The researchers say that 73 percent of patients who received midazolam through an autoinjector were seizure-free when they arrived at the emergency department, compared with 63 percent of those who received IV treatment with lorazepam.
Patients in the autoinjector/midazolam group were also less likely to require hospitalization than those in the IV/lorazepam group. Both groups had similarly low rates of recurrent seizures.
"Patients with status epilepticus can suffer severe consequences if seizures are not stopped quickly. This study establishes that rapid intramuscular injection of an anticonvulsant drug is safe and effective," Dr. Walter Koroshetz, NINDS deputy director, said in an institute news release.
Another expert agreed.
"This study represents a major step toward keeping epilepsy patients safer from the serious neurologic and medical risks of prolonged status epilepticus," said Dr. Cynthia Harden, chief of the Division of Epilepsy and Electroencephalography at the Cushing Neuroscience Institute, part of the North Shore-LIJ Health System in Manhasset, N.Y.
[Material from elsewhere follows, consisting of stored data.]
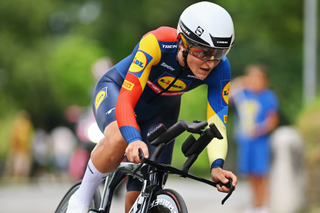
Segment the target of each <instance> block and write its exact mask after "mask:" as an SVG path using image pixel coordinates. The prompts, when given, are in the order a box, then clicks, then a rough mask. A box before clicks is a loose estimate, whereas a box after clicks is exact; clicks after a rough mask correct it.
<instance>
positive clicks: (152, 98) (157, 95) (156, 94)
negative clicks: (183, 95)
mask: <svg viewBox="0 0 320 213" xmlns="http://www.w3.org/2000/svg"><path fill="white" fill-rule="evenodd" d="M188 54H189V50H188V49H186V50H182V56H183V62H184V66H183V67H182V69H181V70H180V72H179V73H178V75H177V76H176V77H175V78H174V79H173V81H172V82H171V83H170V84H169V86H167V87H166V88H165V89H164V90H162V91H161V92H159V93H157V94H156V95H155V96H153V97H152V98H150V99H149V100H148V101H147V103H148V104H149V103H150V102H151V101H152V100H153V99H155V98H156V97H158V96H159V95H161V94H162V93H164V92H167V91H168V90H169V89H170V88H171V87H172V86H173V85H174V83H175V82H176V81H177V80H178V78H179V77H180V75H181V74H182V73H183V71H184V70H186V69H188V68H189V66H188V63H187V57H188Z"/></svg>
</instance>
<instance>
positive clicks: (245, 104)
mask: <svg viewBox="0 0 320 213" xmlns="http://www.w3.org/2000/svg"><path fill="white" fill-rule="evenodd" d="M245 71H246V75H245V76H242V77H238V78H236V79H234V80H233V81H232V82H231V88H230V94H229V98H230V102H232V103H233V104H234V105H235V108H236V111H237V119H236V122H235V130H234V136H235V139H236V141H237V145H238V146H237V150H238V160H237V165H238V170H239V172H240V173H241V174H242V175H245V176H247V177H248V180H249V182H250V183H251V186H252V189H253V197H254V210H253V211H252V212H261V213H267V212H268V208H267V205H268V178H267V174H268V171H269V167H270V152H271V148H270V142H269V136H270V132H271V131H272V130H274V129H275V128H276V126H277V124H278V100H277V96H276V94H275V93H274V92H273V91H272V90H270V89H269V88H268V78H267V73H266V72H267V68H266V66H265V65H262V64H250V65H248V66H247V67H246V69H245Z"/></svg>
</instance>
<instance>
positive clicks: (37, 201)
mask: <svg viewBox="0 0 320 213" xmlns="http://www.w3.org/2000/svg"><path fill="white" fill-rule="evenodd" d="M71 185H72V183H70V182H64V183H61V182H60V183H59V181H57V180H51V181H50V180H44V181H40V182H38V183H34V184H28V185H27V184H21V183H20V184H12V183H9V184H1V185H0V213H21V212H23V213H53V212H54V211H55V208H56V207H57V205H58V203H59V202H60V200H61V198H62V197H63V195H64V193H65V192H66V191H67V190H68V188H69V187H70V186H71ZM166 188H172V189H174V190H176V191H178V192H179V193H180V194H181V195H182V197H183V198H184V200H185V202H186V204H187V207H188V210H189V212H190V213H192V212H194V213H196V212H210V213H211V212H222V213H235V212H237V213H238V212H242V211H243V210H244V209H245V208H246V207H248V206H249V204H250V199H251V194H250V191H249V186H248V183H246V182H243V181H240V182H239V184H238V185H237V188H236V191H235V192H234V193H233V195H232V196H231V197H230V198H229V200H227V201H226V203H225V204H224V205H221V200H222V199H223V198H224V196H225V195H226V194H224V193H219V192H218V191H216V189H215V188H213V187H211V186H208V185H206V184H203V183H198V182H195V181H192V180H187V179H183V178H177V177H175V178H171V179H169V180H168V183H167V185H166ZM123 197H124V189H123V190H121V194H120V196H119V198H116V199H114V200H113V203H112V210H113V211H111V212H112V213H123V212H124V207H123V205H124V201H123Z"/></svg>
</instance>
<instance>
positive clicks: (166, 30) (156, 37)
mask: <svg viewBox="0 0 320 213" xmlns="http://www.w3.org/2000/svg"><path fill="white" fill-rule="evenodd" d="M149 34H153V35H154V36H155V37H156V39H157V40H158V41H163V42H175V41H177V30H176V29H175V28H172V27H159V28H158V29H156V30H153V31H150V32H148V33H147V34H145V35H144V36H143V37H147V36H148V35H149Z"/></svg>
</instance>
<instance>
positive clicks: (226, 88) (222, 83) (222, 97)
mask: <svg viewBox="0 0 320 213" xmlns="http://www.w3.org/2000/svg"><path fill="white" fill-rule="evenodd" d="M225 82H226V81H221V85H222V86H223V85H224V87H223V89H222V94H221V95H222V98H223V100H224V102H225V103H226V104H227V105H228V104H229V103H228V95H229V88H230V81H228V83H226V84H225ZM222 105H223V104H222Z"/></svg>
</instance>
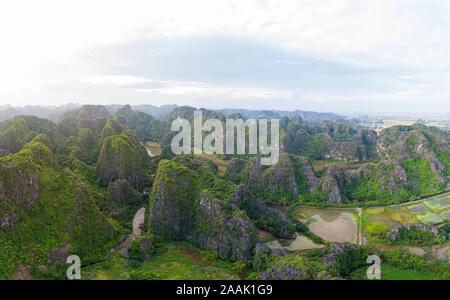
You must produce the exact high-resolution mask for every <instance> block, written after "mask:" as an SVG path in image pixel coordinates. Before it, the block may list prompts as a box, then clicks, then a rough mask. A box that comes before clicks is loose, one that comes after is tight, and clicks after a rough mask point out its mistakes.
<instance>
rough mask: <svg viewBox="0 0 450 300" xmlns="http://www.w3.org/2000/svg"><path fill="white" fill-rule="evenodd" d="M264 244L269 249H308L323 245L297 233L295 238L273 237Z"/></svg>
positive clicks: (290, 249)
mask: <svg viewBox="0 0 450 300" xmlns="http://www.w3.org/2000/svg"><path fill="white" fill-rule="evenodd" d="M266 245H267V246H268V247H269V248H271V249H285V250H291V251H295V250H310V249H316V248H322V247H324V245H319V244H316V243H314V242H313V241H312V240H311V239H310V238H308V237H307V236H304V235H303V234H300V233H298V234H297V235H296V236H295V239H274V240H272V241H270V242H268V243H266Z"/></svg>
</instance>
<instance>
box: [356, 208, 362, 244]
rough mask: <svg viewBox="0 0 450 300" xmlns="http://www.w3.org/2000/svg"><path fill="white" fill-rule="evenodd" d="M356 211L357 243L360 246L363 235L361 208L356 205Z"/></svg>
mask: <svg viewBox="0 0 450 300" xmlns="http://www.w3.org/2000/svg"><path fill="white" fill-rule="evenodd" d="M356 210H357V211H358V215H359V218H358V244H359V245H360V246H362V245H363V235H362V208H360V207H358V208H357V209H356Z"/></svg>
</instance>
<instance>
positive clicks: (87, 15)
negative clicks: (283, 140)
mask: <svg viewBox="0 0 450 300" xmlns="http://www.w3.org/2000/svg"><path fill="white" fill-rule="evenodd" d="M449 15H450V3H449V2H448V1H446V0H431V1H430V0H426V1H425V0H422V1H421V0H392V1H380V0H292V1H290V0H276V1H263V0H261V1H258V0H245V1H242V0H234V1H211V0H190V1H184V0H179V1H175V0H166V1H148V0H145V1H144V0H127V1H115V0H89V1H87V0H80V1H64V0H40V1H34V0H29V1H23V0H17V1H2V2H1V3H0V39H1V47H0V66H1V67H0V99H5V100H0V102H3V101H9V99H21V101H32V99H34V98H33V97H34V96H36V95H43V94H44V95H45V94H46V93H47V92H48V91H47V90H46V86H48V85H52V84H55V83H59V84H67V83H71V82H80V83H83V84H90V85H92V86H96V87H98V88H102V87H105V86H110V87H111V88H112V87H114V88H120V89H121V91H122V92H123V94H122V96H124V97H126V96H127V94H126V91H125V89H127V88H128V91H129V92H130V93H135V92H136V90H139V91H141V92H142V91H143V90H144V91H147V93H149V92H150V93H153V94H154V93H159V94H160V95H177V96H179V97H182V96H184V97H186V98H194V97H214V96H217V97H219V95H220V96H221V97H222V95H228V96H229V97H230V98H235V99H238V98H239V99H244V98H260V99H270V98H273V99H277V98H290V97H291V96H292V94H293V93H294V92H295V91H278V90H271V89H261V88H259V89H256V88H254V87H251V86H248V87H239V88H238V87H233V86H225V85H220V84H211V83H201V84H199V83H195V84H194V83H192V82H188V83H186V82H184V83H180V82H177V83H174V82H175V81H168V82H165V83H164V86H162V87H158V88H151V89H148V90H145V89H144V88H138V89H137V88H136V87H133V86H134V85H139V84H150V83H157V84H161V81H160V80H154V79H149V78H145V77H142V76H138V75H133V74H110V73H108V72H107V71H105V66H104V65H102V63H101V62H99V63H98V64H95V63H92V62H89V61H86V60H83V59H82V57H83V55H82V54H85V53H89V52H90V51H91V50H92V49H95V48H97V47H113V46H117V45H124V44H127V43H129V42H132V41H138V40H152V39H161V38H167V39H177V38H196V37H211V36H218V35H227V36H235V37H243V38H252V39H258V40H261V41H263V42H265V43H268V44H272V45H277V46H280V47H282V48H283V49H285V50H286V51H289V52H292V53H296V54H300V55H303V56H308V57H312V58H316V59H321V60H330V61H334V62H341V63H346V64H352V65H357V66H363V67H365V68H369V69H376V70H389V71H392V72H396V71H401V72H402V73H407V75H403V76H410V74H413V76H412V77H413V78H414V80H413V82H412V83H411V86H406V87H405V86H402V87H399V90H398V91H394V92H392V94H395V93H401V91H405V90H415V88H414V86H413V84H414V85H416V87H417V86H421V88H423V91H424V92H423V93H422V94H424V93H426V92H429V90H428V89H427V88H426V86H425V85H429V86H430V87H432V88H433V89H434V90H435V91H434V93H435V94H438V93H439V91H440V90H441V89H442V93H441V94H446V93H444V92H445V91H444V90H445V88H443V87H444V86H448V85H449V83H450V78H449V77H448V74H449V71H450V21H449V18H448V16H449ZM80 57H81V58H80ZM294 63H295V62H294ZM106 69H107V68H106ZM425 71H426V73H427V74H435V75H434V77H435V78H436V77H439V76H438V74H444V76H441V77H439V79H438V84H437V83H436V82H430V80H429V79H428V77H429V76H428V77H427V78H425V79H423V78H422V79H420V78H419V77H420V76H419V74H420V73H421V72H425ZM446 74H447V75H446ZM430 76H431V75H430ZM407 81H408V79H407V78H405V79H404V81H403V82H404V84H406V85H408V83H405V82H407ZM243 85H245V83H243ZM326 89H327V87H325V86H324V94H323V95H324V96H323V97H325V98H326V97H328V98H329V97H330V95H327V93H326ZM436 89H437V91H436ZM389 93H391V92H389ZM305 94H307V92H305ZM356 94H358V93H357V92H353V94H352V93H350V95H348V94H342V95H340V96H342V97H347V96H355V95H356ZM380 94H383V93H373V92H367V93H366V94H365V95H364V97H368V98H371V97H372V98H374V97H378V96H379V95H380ZM96 95H98V96H100V97H101V93H100V92H99V93H96ZM128 95H129V96H130V97H131V96H132V95H134V94H128ZM400 95H401V94H400ZM47 96H48V95H47ZM66 96H68V95H66ZM78 96H79V95H78ZM110 96H111V95H107V96H106V95H105V96H104V98H103V99H99V100H98V101H107V97H110ZM340 96H338V97H340ZM403 96H404V97H407V95H403ZM28 97H29V98H28ZM436 97H437V98H439V99H441V97H440V96H439V97H438V96H436ZM49 98H52V97H49ZM87 98H89V97H87ZM312 98H314V97H312ZM29 99H30V100H29ZM36 99H39V101H41V100H42V99H43V98H36ZM125 101H126V100H125ZM0 104H4V103H0Z"/></svg>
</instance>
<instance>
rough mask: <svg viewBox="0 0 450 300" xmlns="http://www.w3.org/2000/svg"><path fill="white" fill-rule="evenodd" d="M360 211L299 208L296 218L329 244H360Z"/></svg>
mask: <svg viewBox="0 0 450 300" xmlns="http://www.w3.org/2000/svg"><path fill="white" fill-rule="evenodd" d="M358 214H359V213H358V210H357V209H333V208H312V207H299V208H297V210H296V213H295V216H296V217H297V218H298V219H300V220H301V221H302V222H304V223H306V224H307V225H308V227H309V230H311V231H312V232H313V233H315V234H316V235H318V236H320V237H321V238H323V239H324V240H325V241H328V242H349V243H354V244H357V243H358V224H359V222H358V220H359V217H358Z"/></svg>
Could the autoinjector be safely used by non-medical personnel, such as family or friends? Harden said only more research can tell. "The device has great value in the clinical setting, when used by paramedics," she said, "and the safety of its use by non-medical persons such as family members remains to be clarified."
The study authors agreed. Currently, they said, the use of midazolam requires on-site medical supervision, and further research is needed before autoinjectors with the drug might be available for use by epilepsy patients and their family members.